While there is evidence that Maine's earliest inhabitants were descendants of Ice Age hunters, the Micmacs and Abanakis (or Wabanakis) were credited with the earliest settlement of Maine. The Micmacs of eastern Maine and New Brunswick were largely a warlike people, while the more numerous Abnakis were a peaceful nation, given to farming and fishing as a way of life. Although dozens of tribes once inhabited the land, only two remain today. Passamaquoddies (1,500) live on two reservations, the largest of which is located Pleasant Point near Eastport. The Penobscots (1,200) live on Indian Island in the Penobscot River at Old Town.

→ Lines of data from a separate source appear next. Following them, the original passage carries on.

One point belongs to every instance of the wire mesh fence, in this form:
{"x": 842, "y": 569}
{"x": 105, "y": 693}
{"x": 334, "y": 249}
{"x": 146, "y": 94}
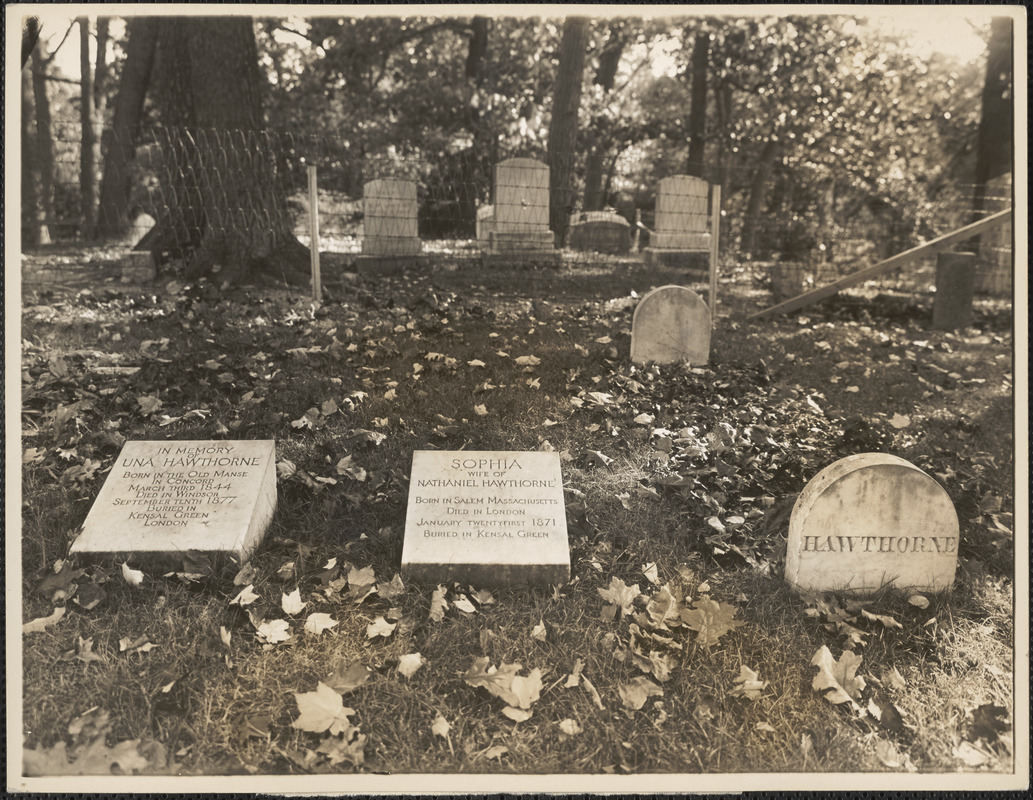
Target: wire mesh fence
{"x": 171, "y": 189}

The first white settlement was established by the Plymouth Company at Popham in 1607, the same year of the settlement at Jamestown, Virginia. Because the Popham colony didn't survive the harsh Maine winters, Jamestown enjoys the distinction of being regarded as America's first permanent settlement.
The question of Maine's ownership was a matter of continuing dispute between England and France throughout the first half of the 18th century. The period was also marked by a series of Indian raids on white settlements which had the active support of the French interested in seeing the English settlers driven from the land.
In the late-1700s, a number of battles flared up in Maine during the Revolutionary War. Maine opposed the oppressive colonial tax policies of the British Government. The Revolution cost Maine dearly. About 1,000 men lost their lives in the war, the district's sea trade was all but destroyed, the principal city had been leveled by bombardment, and Maine's overall share of the war debt amounted to more than would later be imposed upon it by the Civil War.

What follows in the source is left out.